I have read through the FAQs and searched the forums as best I could but have been unable to find a solution to my problem. So I hope you folks can either tell me what to do or point me to a thread or tutorial that will solve my problem.

I have black and white pictures (jpg) that I am colorizing, virtually pixel by pixel, and utilizing the magic wand. If I complete the picture in one sitting and save it, when I reload it, all the pixels are the same colors as I had them. However, if I only get partway through a picture and save it, when I reload it, many of the pixels have been changed to some kind of blended color, particularly around the edges of areas on which I've worked, but often even original areas have had the colors adjusted. What I would like to be able to do is save work I've done and return to it at a later time to continue colorizing, without the pixels having changed.
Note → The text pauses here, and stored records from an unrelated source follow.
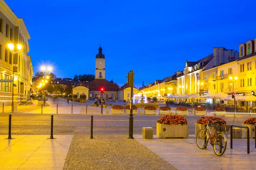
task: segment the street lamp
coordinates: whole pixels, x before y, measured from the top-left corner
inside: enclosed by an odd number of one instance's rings
[[[232,80],[232,85],[233,85],[233,93],[234,93],[234,81],[238,79],[238,77],[237,76],[235,76],[234,77],[232,76],[230,76],[230,79]],[[235,96],[234,97],[234,106],[235,107],[235,116],[236,116],[236,96]]]
[[[21,45],[20,44],[18,44],[17,45],[17,49],[18,51],[15,51],[14,50],[14,45],[12,43],[9,43],[7,44],[7,46],[9,49],[10,49],[10,52],[13,54],[13,57],[14,58],[14,54],[18,53],[20,51],[22,48],[22,45]],[[13,62],[14,60],[12,60]],[[16,68],[18,67],[18,65],[17,64],[14,64],[12,65],[12,112],[14,112],[14,104],[13,103],[13,90],[14,87],[14,67],[16,67]]]

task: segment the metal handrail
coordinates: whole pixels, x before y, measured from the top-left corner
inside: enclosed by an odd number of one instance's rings
[[[231,126],[230,148],[233,148],[233,126],[238,128],[245,128],[247,129],[247,153],[250,154],[250,130],[249,129],[249,128],[245,126],[233,124],[231,125]],[[255,134],[256,134],[256,132],[255,132]],[[255,139],[255,142],[256,142],[256,139]],[[256,147],[256,143],[255,143],[255,147]]]

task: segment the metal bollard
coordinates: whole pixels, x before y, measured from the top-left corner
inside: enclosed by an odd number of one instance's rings
[[[91,136],[90,139],[93,139],[93,116],[91,116]]]
[[[51,137],[50,139],[53,139],[53,115],[51,116]]]
[[[11,136],[11,130],[12,130],[12,115],[9,115],[9,133],[8,134],[8,139],[12,139]]]

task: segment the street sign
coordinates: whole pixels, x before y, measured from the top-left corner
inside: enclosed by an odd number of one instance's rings
[[[0,80],[0,82],[12,82],[12,80]]]

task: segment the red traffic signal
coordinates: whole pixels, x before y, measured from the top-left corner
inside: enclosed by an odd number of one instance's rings
[[[100,92],[101,92],[101,93],[104,93],[104,88],[101,87],[100,88]]]
[[[235,93],[232,93],[232,99],[234,99],[235,98]]]

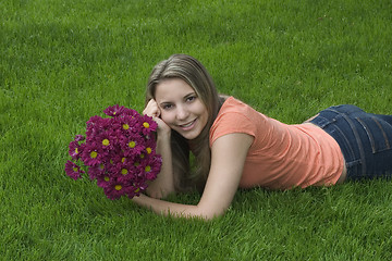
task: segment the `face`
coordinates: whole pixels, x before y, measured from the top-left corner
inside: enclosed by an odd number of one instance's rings
[[[158,84],[155,99],[162,121],[184,138],[195,139],[206,126],[207,108],[183,79],[170,78]]]

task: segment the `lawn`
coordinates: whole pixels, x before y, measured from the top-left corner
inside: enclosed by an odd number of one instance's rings
[[[0,259],[391,260],[389,181],[240,190],[203,222],[64,173],[85,122],[112,104],[142,111],[172,53],[200,60],[220,92],[301,123],[340,103],[392,114],[391,42],[389,0],[1,1]]]

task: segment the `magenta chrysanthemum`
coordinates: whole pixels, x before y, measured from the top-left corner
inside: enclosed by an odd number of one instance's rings
[[[154,138],[158,124],[125,107],[113,105],[103,112],[110,117],[91,116],[86,135],[76,135],[70,142],[69,154],[83,162],[108,198],[139,196],[162,164]],[[73,161],[65,163],[65,173],[78,179],[85,172]]]

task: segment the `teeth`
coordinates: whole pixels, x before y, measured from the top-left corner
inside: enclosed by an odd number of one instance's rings
[[[193,123],[194,123],[194,122],[191,122],[191,123],[188,123],[188,124],[181,125],[181,126],[182,126],[182,127],[188,127],[188,126],[191,126]]]

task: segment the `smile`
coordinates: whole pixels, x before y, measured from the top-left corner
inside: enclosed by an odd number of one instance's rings
[[[192,122],[189,122],[187,124],[179,125],[179,127],[181,127],[184,130],[188,130],[188,129],[193,128],[193,126],[195,125],[196,120],[194,120],[194,121],[192,121]]]

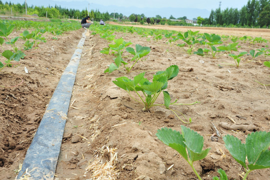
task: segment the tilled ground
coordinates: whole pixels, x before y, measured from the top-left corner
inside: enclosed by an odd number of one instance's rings
[[[28,56],[36,60],[22,60],[23,64],[13,69],[15,70],[12,73],[26,80],[24,83],[15,88],[1,89],[0,110],[3,112],[0,120],[4,122],[0,128],[4,130],[0,136],[3,142],[0,148],[4,152],[0,156],[0,178],[15,177],[13,170],[22,162],[46,104],[83,32],[71,32],[61,37],[62,42],[59,38],[58,41],[51,40],[51,44],[48,42],[43,48],[35,50],[36,52]],[[247,32],[251,36],[252,33]],[[168,83],[172,100],[178,99],[179,103],[201,103],[172,108],[191,118],[192,122],[185,126],[204,136],[204,148],[211,148],[206,158],[195,163],[195,168],[205,180],[212,180],[218,175],[216,171],[219,168],[226,172],[230,180],[241,179],[244,170],[231,156],[222,138],[210,138],[214,132],[211,123],[222,136],[233,134],[243,141],[252,130],[232,131],[222,128],[220,123],[233,124],[231,118],[237,124],[253,124],[260,130],[270,130],[270,90],[255,82],[270,84],[270,70],[263,64],[263,62],[270,60],[270,57],[260,56],[251,62],[246,56],[242,66],[237,68],[229,64],[234,62],[224,54],[219,54],[215,59],[189,56],[186,48],[170,46],[165,38],[158,42],[151,38],[149,41],[136,33],[115,34],[116,38],[123,37],[125,41],[133,42],[131,46],[139,44],[150,47],[151,51],[135,64],[130,74],[124,71],[104,74],[114,57],[101,54],[99,51],[108,46],[108,42],[98,34],[88,34],[72,92],[55,179],[91,178],[93,172],[85,172],[85,168],[92,166],[97,154],[102,157],[103,163],[110,160],[110,154],[102,150],[104,148],[106,150],[107,146],[117,148],[114,150],[118,154],[115,161],[117,179],[196,179],[189,164],[177,152],[163,144],[155,136],[157,130],[162,127],[180,130],[183,123],[172,112],[160,107],[143,112],[139,103],[112,82],[120,76],[132,78],[142,72],[146,72],[145,76],[152,80],[156,71],[164,70],[172,64],[178,65],[180,71]],[[252,46],[241,42],[240,45],[242,52],[270,44]],[[51,55],[48,57],[48,54]],[[26,66],[30,72],[29,74],[23,72]],[[13,76],[6,72],[1,73],[1,80],[5,80],[5,83]],[[157,102],[161,102],[162,98],[161,96]],[[270,176],[270,170],[263,170],[252,172],[249,178],[267,180]]]

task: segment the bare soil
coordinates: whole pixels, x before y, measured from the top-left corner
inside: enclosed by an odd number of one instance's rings
[[[203,32],[203,29],[199,30]],[[14,170],[22,162],[46,105],[84,30],[69,32],[58,37],[58,40],[47,34],[48,42],[41,44],[37,49],[26,52],[26,56],[19,62],[18,66],[0,72],[1,86],[18,84],[20,80],[13,75],[24,80],[14,88],[0,88],[0,152],[2,152],[0,154],[0,179],[15,178]],[[219,29],[206,30],[221,35],[230,34],[226,30],[219,33],[216,32]],[[94,154],[107,146],[117,148],[116,179],[196,180],[187,162],[155,136],[157,130],[162,127],[180,130],[181,125],[198,132],[204,136],[204,148],[211,148],[206,158],[195,163],[195,168],[204,180],[212,180],[218,175],[216,172],[220,168],[226,172],[229,180],[242,179],[244,170],[231,156],[222,138],[211,138],[214,133],[211,122],[222,136],[233,134],[243,142],[247,134],[255,130],[228,130],[220,123],[234,124],[230,118],[237,124],[254,125],[260,130],[270,130],[270,89],[255,82],[270,84],[270,70],[263,65],[264,61],[270,60],[270,56],[261,56],[251,61],[250,56],[245,56],[240,63],[242,66],[237,68],[231,64],[234,64],[233,60],[224,53],[219,54],[216,58],[189,56],[186,48],[170,46],[165,38],[157,42],[151,38],[149,41],[136,33],[115,32],[116,38],[123,37],[125,41],[133,42],[131,46],[139,44],[150,47],[151,51],[135,64],[130,74],[124,71],[104,74],[114,57],[100,53],[109,43],[90,32],[87,33],[72,92],[55,180],[91,179],[93,172],[85,172],[85,168],[97,157]],[[245,34],[260,36],[258,33],[263,32],[247,31]],[[18,33],[12,36],[18,36]],[[236,34],[244,36],[242,33]],[[268,34],[263,38],[269,40]],[[241,42],[239,52],[249,52],[267,45],[270,46],[269,42],[251,45]],[[189,124],[184,124],[172,112],[160,107],[143,112],[140,104],[112,82],[121,76],[132,78],[142,72],[146,72],[145,76],[152,80],[156,71],[164,70],[172,64],[178,65],[180,70],[168,83],[168,91],[172,100],[178,99],[179,103],[183,104],[201,102],[172,107],[191,118],[192,122]],[[24,72],[24,66],[29,71],[28,74]],[[161,102],[162,98],[160,97],[158,102]],[[109,156],[105,155],[102,158],[103,162],[109,160]],[[249,179],[270,178],[270,170],[267,169],[252,172]]]

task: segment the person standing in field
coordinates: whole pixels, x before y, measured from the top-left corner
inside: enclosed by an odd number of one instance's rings
[[[100,25],[105,25],[105,22],[104,21],[102,20],[100,20],[100,22],[99,22],[99,24]]]
[[[81,22],[82,28],[88,28],[91,24],[92,22],[90,21],[90,16],[89,16],[83,18]]]

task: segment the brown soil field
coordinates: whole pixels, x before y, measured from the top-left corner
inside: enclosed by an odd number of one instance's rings
[[[269,30],[149,27],[181,32],[198,30],[200,32],[270,39]],[[85,30],[82,28],[69,32],[57,36],[57,40],[46,34],[47,42],[25,52],[26,56],[19,62],[19,66],[0,72],[0,180],[15,178],[47,104]],[[233,60],[224,52],[219,53],[216,58],[189,55],[186,47],[180,48],[176,44],[170,46],[165,38],[156,41],[150,38],[149,40],[136,32],[114,32],[115,38],[123,37],[126,42],[132,42],[130,46],[139,44],[150,47],[151,50],[135,65],[130,74],[120,70],[108,74],[103,72],[113,62],[114,56],[100,51],[110,42],[87,30],[54,180],[109,179],[95,174],[94,170],[101,166],[100,162],[103,164],[109,162],[111,154],[116,153],[117,158],[111,161],[110,166],[108,166],[115,168],[114,171],[104,170],[104,173],[110,173],[111,179],[197,180],[184,158],[155,136],[163,127],[180,130],[181,125],[203,136],[204,149],[211,148],[205,158],[195,163],[204,180],[212,180],[218,175],[217,170],[220,168],[225,170],[229,180],[242,179],[245,170],[226,148],[222,137],[232,134],[244,142],[247,136],[256,130],[233,130],[220,124],[233,124],[230,119],[233,119],[237,124],[254,125],[259,130],[270,131],[270,88],[256,80],[270,84],[270,69],[263,64],[264,62],[270,60],[270,56],[260,56],[251,60],[251,56],[246,55],[241,66],[237,68]],[[13,32],[11,36],[18,36],[22,31]],[[270,46],[269,41],[260,44],[239,42],[239,52]],[[228,40],[225,44],[230,42]],[[22,46],[22,42],[18,43]],[[182,42],[179,40],[178,43]],[[197,46],[195,49],[198,48]],[[128,55],[127,52],[124,55]],[[172,101],[200,102],[171,107],[192,118],[188,124],[161,107],[142,111],[140,104],[112,82],[122,76],[132,79],[143,72],[146,72],[146,78],[152,80],[157,71],[164,70],[173,64],[178,66],[180,72],[168,82],[167,90]],[[24,66],[29,74],[25,73]],[[16,76],[23,80],[17,86],[20,80]],[[162,100],[161,96],[157,102],[162,103]],[[214,136],[214,141],[211,138],[215,132],[212,123],[222,134],[219,138]],[[248,179],[269,178],[269,168],[255,170]]]

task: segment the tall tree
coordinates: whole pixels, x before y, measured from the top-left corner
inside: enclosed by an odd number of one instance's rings
[[[249,26],[254,26],[258,17],[259,2],[249,0],[247,4],[247,23]]]
[[[244,26],[247,24],[247,7],[246,6],[243,6],[239,12],[240,24]]]
[[[222,25],[223,24],[223,22],[222,20],[222,14],[221,12],[221,10],[220,8],[217,8],[216,10],[216,12],[215,13],[215,19],[217,22],[217,24]]]
[[[260,14],[258,24],[261,26],[269,26],[270,25],[270,4],[266,6],[263,12]]]
[[[210,16],[209,16],[209,24],[214,24],[214,20],[215,20],[215,12],[213,10],[211,10],[211,13],[210,13]]]

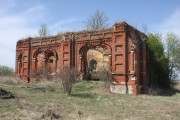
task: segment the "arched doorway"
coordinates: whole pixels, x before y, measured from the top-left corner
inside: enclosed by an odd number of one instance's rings
[[[111,50],[107,45],[85,45],[79,52],[83,79],[93,79],[101,67],[111,65]]]
[[[46,69],[50,75],[54,75],[56,73],[56,54],[50,50],[46,51]]]
[[[18,76],[21,77],[22,74],[22,54],[18,56]]]

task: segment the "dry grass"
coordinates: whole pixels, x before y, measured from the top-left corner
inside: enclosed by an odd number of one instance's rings
[[[1,120],[179,120],[180,92],[164,96],[104,94],[99,81],[82,81],[72,95],[54,81],[38,83],[0,82],[15,99],[0,99]],[[33,88],[45,88],[34,92]],[[50,88],[53,88],[51,90]],[[170,92],[170,91],[168,91]]]

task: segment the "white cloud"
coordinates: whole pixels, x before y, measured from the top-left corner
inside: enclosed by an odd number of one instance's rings
[[[0,0],[0,65],[15,67],[16,42],[32,36],[37,28],[31,25],[43,18],[44,7],[35,5],[24,11],[14,12],[15,0]]]
[[[169,18],[159,25],[159,32],[174,32],[180,35],[180,9],[176,10]]]
[[[38,22],[44,21],[46,9],[41,5],[32,4],[30,8],[19,11],[17,0],[0,0],[0,65],[15,67],[16,42],[19,39],[35,36]],[[21,4],[23,5],[23,4]],[[24,9],[24,10],[22,10]],[[50,27],[52,32],[69,30],[67,24],[77,22],[81,18],[70,18],[59,21]]]
[[[50,31],[52,31],[53,33],[57,31],[76,31],[80,26],[77,27],[77,24],[75,23],[81,21],[82,19],[83,18],[69,18],[58,21],[57,23],[51,25]]]

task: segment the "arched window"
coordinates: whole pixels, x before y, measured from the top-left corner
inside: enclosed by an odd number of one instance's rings
[[[90,71],[96,71],[97,68],[97,61],[92,59],[89,61],[89,70]]]

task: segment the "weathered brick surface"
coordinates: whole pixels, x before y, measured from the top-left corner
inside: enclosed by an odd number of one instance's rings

I've been through the tutorial on blending, hoping that this may have provided some way to turn off the feature, if that is indeed what is happening, but so far I have had no success. There's probably something simple that I'm just completely missing, but I'm at a loss as to where to find it. If you can, please let me know how to stop the pixel color adjustments, or point me to a thread I must have missed in my search.

Thank you in advance.

-- Xix

Posted

What file format are you saving in?

 

The Doctor: There was a goblin, or a trickster, or a warrior... A nameless, terrible thing, soaked in the blood of a billion galaxies. The most feared being in all the cosmos. And nothing could stop it, or hold it, or reason with it. One day it would just drop out of the sky and tear down your world.
Amy: But how did it end up in there?
The Doctor: You know fairy tales. A good wizard tricked it.
River Song: I hate good wizards in fairy tales; they always turn out to be him.

Posted

Yep, Ash has it right...

Jpeg files are also commonly referred to as lossy files, meaining they lose detail, because it doesn't save every single pixel.

.png files are great and won't lose any detail

also targa files and bitmap (.tga and .bmp) work as well. It all depends on what you intend to use them for, as some file types are larger than others.